KORN - Interview zu "The Path Of Totality" mit Drummer Ray Luzier

korn 2012

KORN hat die beiden Deutschlandtermine gerade hinter sich gebracht und am vergangenen Freitag nicht nur die Halle in Schutt und Asche gelegt, sondern vor allem ein glückliches und zufriedenes Publikum hinterlassen. Wir trafen Ray Luzier vor dem Konzert in Offenbach backstage und konnten direkt aus erster Hand erfahren, wie sich ein Drummer mit einem Dubstep Album wie "The Path Of Totality" fühlt, welchen Weg KORN jetzt einschlagen wird und was die Band im nächsten Jahr anlässlich des zwanzigjährigen Jubiläum plant. 

„Du machst mich jetzt richtig nervös... stell' mir bloß keine bösen Fragen" droht mir Ray Luzier scherzhaft, nachdem ich mich als KORN Fan der ersten Stunde oute und damit auch meine Aufregung zugebe.

Wie geht es dir?

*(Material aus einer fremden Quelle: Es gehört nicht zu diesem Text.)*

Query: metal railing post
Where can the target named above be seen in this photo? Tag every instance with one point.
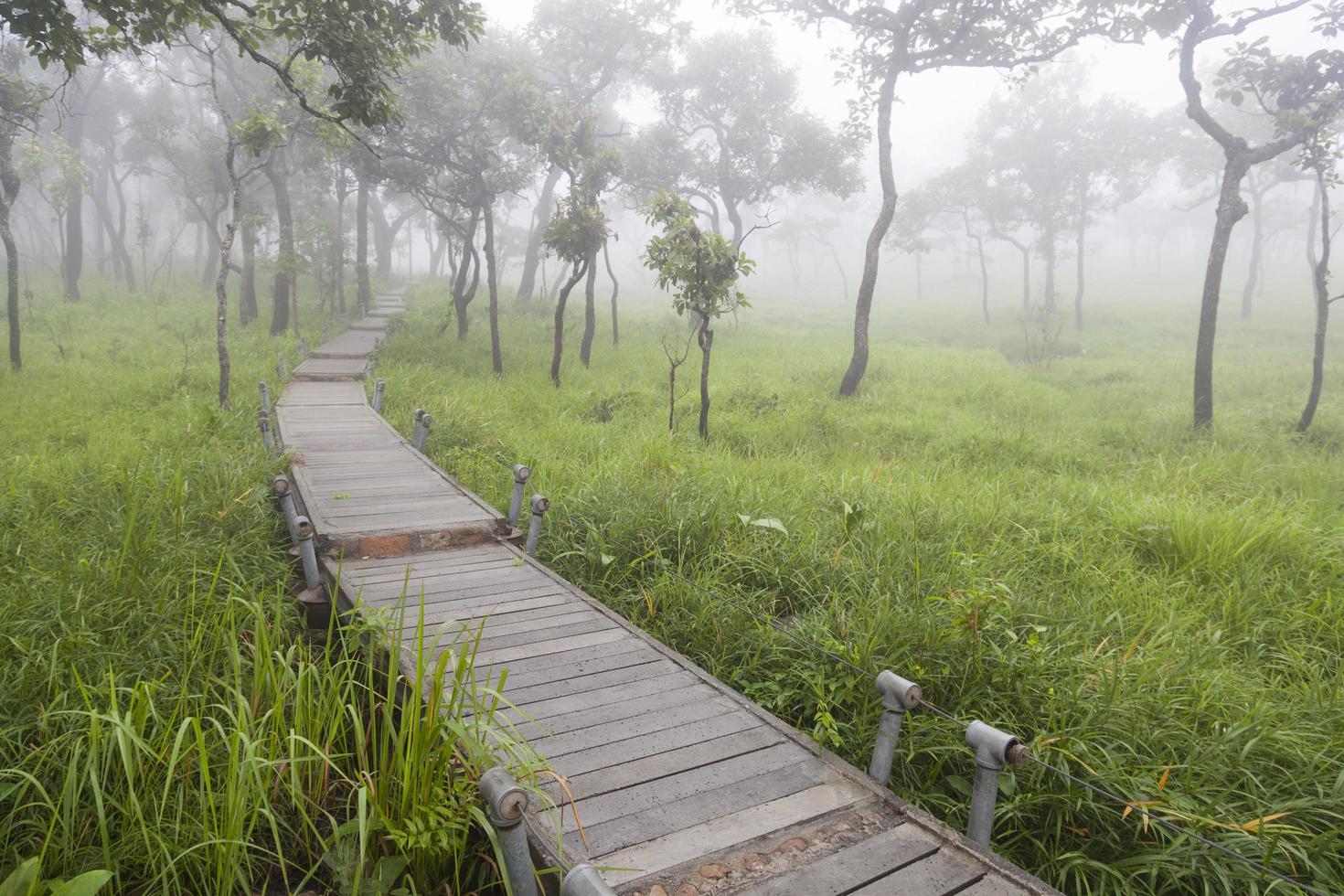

Bist du noch immer aufregt vor einem Konzertauftritt?

Ja, auf jeden Fall. Ich habe gerade dem Schlagzeugmagazin (welches vor uns ein Interview mit Ray führte...) gesagt, dass es jetzt zwar schon mein zwanzigstes Jahr auf Tour ist, aber es wird trotzdem nicht mal langweilig. Ich bin dankbar dafür, auf die Bühne gehen zu dürfen und dort mit Schlagzeugspielen mein Geld zu verdienen zu können, und das ist auf jeden Fall sehr aufregend, ich liebe es jeden Tag.

Also schleicht sich nie die Routine ein? Es ist jedes Mal wieder neu aufregend?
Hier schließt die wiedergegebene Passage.